The Koopman operator presents an attractive approach to achieve global linearization of nonlinear systems, making it a valuable method for simplifying the understanding of complex dynamics. While data-driven methodologies have exhibited promise in approximating finite Koopman operators, they grapple with various challenges, such as the judicious selection of observables, dimensionality reduction, and the ability to predict complex system behaviours accurately. This study presents a novel approach termed Mori-Zwanzig autoencoder (MZ-AE) to robustly approximate the Koopman operator in low-dimensional spaces. The proposed method leverages a nonlinear autoencoder to extract key observables for approximating a finite invariant Koopman subspace and integrates a non-Markovian correction mechanism using the Mori-Zwanzig formalism. Consequently, this approach yields an approximate closure of the dynamics within the latent manifold of the nonlinear autoencoder, thereby enhancing the accuracy and stability of the Koopman operator approximation. Demonstrations showcase the technique's improved predictive capability for flow around a cylinder. It also provides a low dimensional approximation for Kuramoto-Sivashinsky (KS) with promising short-term predictability and robust long-term statistical performance.
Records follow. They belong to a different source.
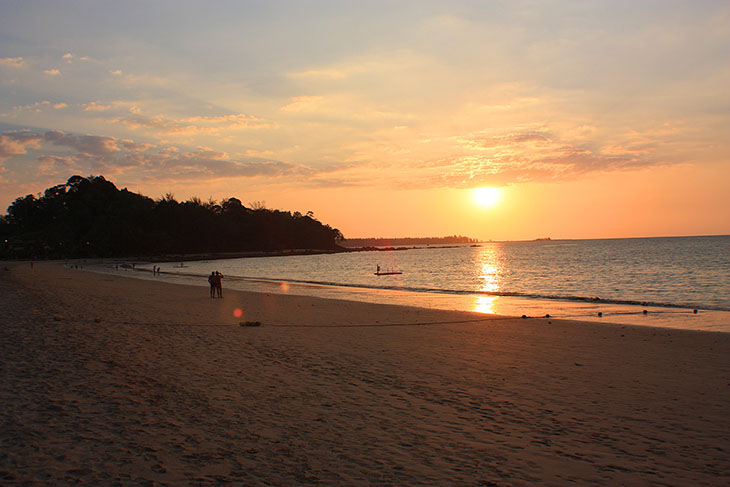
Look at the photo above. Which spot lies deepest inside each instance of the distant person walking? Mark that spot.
(212, 281)
(219, 284)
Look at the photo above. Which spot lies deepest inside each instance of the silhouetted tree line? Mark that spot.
(90, 217)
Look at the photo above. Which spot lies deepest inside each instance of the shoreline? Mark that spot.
(669, 317)
(127, 382)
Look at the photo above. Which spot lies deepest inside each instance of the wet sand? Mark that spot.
(108, 380)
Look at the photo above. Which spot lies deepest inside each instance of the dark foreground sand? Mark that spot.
(106, 380)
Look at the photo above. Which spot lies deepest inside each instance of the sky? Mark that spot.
(589, 119)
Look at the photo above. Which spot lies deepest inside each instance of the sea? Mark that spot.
(668, 282)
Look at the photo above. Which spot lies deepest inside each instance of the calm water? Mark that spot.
(668, 277)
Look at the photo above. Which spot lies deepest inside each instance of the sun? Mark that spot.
(486, 196)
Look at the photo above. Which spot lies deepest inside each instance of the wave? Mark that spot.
(515, 294)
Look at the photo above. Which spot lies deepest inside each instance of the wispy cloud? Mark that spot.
(113, 156)
(12, 62)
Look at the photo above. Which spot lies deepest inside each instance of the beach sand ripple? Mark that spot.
(106, 380)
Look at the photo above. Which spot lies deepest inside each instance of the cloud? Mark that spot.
(89, 144)
(17, 143)
(199, 124)
(111, 156)
(13, 62)
(96, 107)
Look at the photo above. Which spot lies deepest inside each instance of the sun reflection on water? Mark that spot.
(484, 304)
(489, 277)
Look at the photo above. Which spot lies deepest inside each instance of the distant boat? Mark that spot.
(390, 272)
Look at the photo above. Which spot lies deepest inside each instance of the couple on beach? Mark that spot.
(216, 284)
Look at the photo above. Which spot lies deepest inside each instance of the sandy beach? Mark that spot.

By bridging the gap between data-driven techniques and the mathematical foundations of Koopman theory, MZ-AE offers a promising avenue for improved understanding and prediction of complex nonlinear dynamics.

Figures (11)

• Figure 1: Schematic for the MZ-AE framework.
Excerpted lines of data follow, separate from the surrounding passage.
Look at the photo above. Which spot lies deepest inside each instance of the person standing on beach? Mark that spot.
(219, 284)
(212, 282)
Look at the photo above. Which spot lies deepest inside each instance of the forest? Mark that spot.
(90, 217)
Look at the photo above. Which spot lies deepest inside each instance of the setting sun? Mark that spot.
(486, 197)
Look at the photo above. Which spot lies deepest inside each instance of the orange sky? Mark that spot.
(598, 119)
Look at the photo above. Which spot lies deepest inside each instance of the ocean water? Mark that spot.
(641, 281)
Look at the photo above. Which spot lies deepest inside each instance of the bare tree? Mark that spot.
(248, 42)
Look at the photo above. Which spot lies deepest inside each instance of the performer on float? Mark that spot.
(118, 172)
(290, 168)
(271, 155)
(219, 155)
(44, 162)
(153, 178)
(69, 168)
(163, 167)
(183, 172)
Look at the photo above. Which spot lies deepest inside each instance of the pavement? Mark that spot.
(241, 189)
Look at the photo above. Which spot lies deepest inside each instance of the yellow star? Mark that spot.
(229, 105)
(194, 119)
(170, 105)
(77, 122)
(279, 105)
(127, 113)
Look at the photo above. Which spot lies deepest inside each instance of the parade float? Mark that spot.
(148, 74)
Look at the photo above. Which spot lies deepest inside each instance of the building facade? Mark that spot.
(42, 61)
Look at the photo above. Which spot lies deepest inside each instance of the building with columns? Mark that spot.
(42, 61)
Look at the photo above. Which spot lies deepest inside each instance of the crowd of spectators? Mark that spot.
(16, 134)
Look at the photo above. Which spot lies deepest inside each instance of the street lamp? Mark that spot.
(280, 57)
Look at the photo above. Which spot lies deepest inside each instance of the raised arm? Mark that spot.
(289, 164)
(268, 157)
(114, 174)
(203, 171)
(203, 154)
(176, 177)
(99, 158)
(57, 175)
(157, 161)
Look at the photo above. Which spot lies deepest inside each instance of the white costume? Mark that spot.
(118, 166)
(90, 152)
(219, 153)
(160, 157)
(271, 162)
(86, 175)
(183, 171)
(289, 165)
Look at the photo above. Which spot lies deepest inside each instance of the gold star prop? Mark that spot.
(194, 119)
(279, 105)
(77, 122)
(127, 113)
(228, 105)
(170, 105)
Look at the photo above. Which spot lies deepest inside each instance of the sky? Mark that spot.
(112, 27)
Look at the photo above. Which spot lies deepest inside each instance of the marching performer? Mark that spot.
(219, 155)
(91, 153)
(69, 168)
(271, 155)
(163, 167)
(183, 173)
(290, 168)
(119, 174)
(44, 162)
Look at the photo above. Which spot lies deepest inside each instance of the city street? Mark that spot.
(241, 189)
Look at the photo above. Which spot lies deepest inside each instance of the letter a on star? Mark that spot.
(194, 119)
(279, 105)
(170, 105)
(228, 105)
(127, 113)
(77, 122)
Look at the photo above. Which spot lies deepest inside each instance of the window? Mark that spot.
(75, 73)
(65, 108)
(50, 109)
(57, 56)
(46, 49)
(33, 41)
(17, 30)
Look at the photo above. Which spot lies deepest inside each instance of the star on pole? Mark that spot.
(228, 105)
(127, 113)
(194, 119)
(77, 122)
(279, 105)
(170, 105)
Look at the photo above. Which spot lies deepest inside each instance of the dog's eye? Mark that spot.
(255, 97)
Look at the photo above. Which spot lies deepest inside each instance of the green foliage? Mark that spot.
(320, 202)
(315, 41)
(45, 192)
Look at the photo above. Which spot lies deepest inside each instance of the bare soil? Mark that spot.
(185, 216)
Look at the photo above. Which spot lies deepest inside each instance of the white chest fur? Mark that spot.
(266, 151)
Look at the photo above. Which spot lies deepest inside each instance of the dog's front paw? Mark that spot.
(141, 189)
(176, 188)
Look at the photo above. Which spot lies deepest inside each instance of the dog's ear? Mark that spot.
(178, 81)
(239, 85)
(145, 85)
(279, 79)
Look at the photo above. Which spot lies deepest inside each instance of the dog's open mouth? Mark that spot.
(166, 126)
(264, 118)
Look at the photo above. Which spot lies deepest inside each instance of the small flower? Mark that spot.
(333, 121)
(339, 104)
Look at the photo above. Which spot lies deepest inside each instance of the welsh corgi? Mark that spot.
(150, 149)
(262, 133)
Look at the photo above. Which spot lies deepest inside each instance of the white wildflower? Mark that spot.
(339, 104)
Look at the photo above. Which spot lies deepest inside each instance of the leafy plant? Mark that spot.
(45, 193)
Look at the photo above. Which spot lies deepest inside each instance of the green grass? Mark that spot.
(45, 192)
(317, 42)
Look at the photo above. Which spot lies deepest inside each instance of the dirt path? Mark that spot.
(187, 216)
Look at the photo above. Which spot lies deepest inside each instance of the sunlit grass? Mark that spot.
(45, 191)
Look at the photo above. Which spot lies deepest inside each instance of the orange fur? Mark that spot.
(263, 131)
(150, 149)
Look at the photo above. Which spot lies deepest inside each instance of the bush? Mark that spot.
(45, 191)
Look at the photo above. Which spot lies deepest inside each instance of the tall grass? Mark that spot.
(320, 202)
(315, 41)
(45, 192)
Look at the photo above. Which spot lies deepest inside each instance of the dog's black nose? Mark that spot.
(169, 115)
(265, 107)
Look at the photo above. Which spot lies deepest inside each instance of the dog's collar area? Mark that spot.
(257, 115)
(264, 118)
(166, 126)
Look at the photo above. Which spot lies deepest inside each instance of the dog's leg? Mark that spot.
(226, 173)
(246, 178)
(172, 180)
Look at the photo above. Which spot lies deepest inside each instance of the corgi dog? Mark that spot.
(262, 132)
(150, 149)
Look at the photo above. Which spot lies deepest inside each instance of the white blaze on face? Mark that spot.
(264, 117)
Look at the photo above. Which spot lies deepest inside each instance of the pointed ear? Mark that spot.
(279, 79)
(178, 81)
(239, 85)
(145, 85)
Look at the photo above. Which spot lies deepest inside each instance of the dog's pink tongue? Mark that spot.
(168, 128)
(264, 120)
• Figure 2: Top: Computational domain and sampled sub-domain (dotted rectangle) for cylinder flow. Bottom: Data points sampled from the sub-domain for training.
• Figure 3: Comparative study across different models in the limit cycle regime of the cylinder flow (Case I). Top-left: RMSE of the predicted trajectories with respect to the true solution (direct numerical simulation (DNS)) with increasing number of observables ($r$). Top-right: kinetic energy predictions in state space across different models with $r=2$ resolved observables. Bottom: long-term kinetic energy trajectories comprising 1000 timeunits (corresponding to 180 vortex shedding cycles) of state variables. The x-axis represents normalized time $t^*=n\Delta tD/U_{\infty}$.
• Figure 4: Relative mean squared prediction errors across different numbers of resolved observables ($r$) and the memory length ($q$) in the limit cycle of cylinder flow (Case I). Left: MZ-AE GFDc, Right: MZi-AE LRNN.
• Figure 5: Comparative study across different models from the baseflow to the limit cycle (Case II) using $r=2$ resolved observables. Left: For MZi-AE NRNN, $L^2$ norm of the contributions to the observable dynamics from the MZ-AE Markov operator ($\mathbf{\tilde{K}}_{\Delta}\hat{\mathbf{g}}$) and the memory model ($\bm{\xi}$). Right: kinetic energy of predicted trajectories in the state space across different models and the true solution (DNS). The x-axis represents normalized time $t^*=n\Delta tD/U_{\infty}$.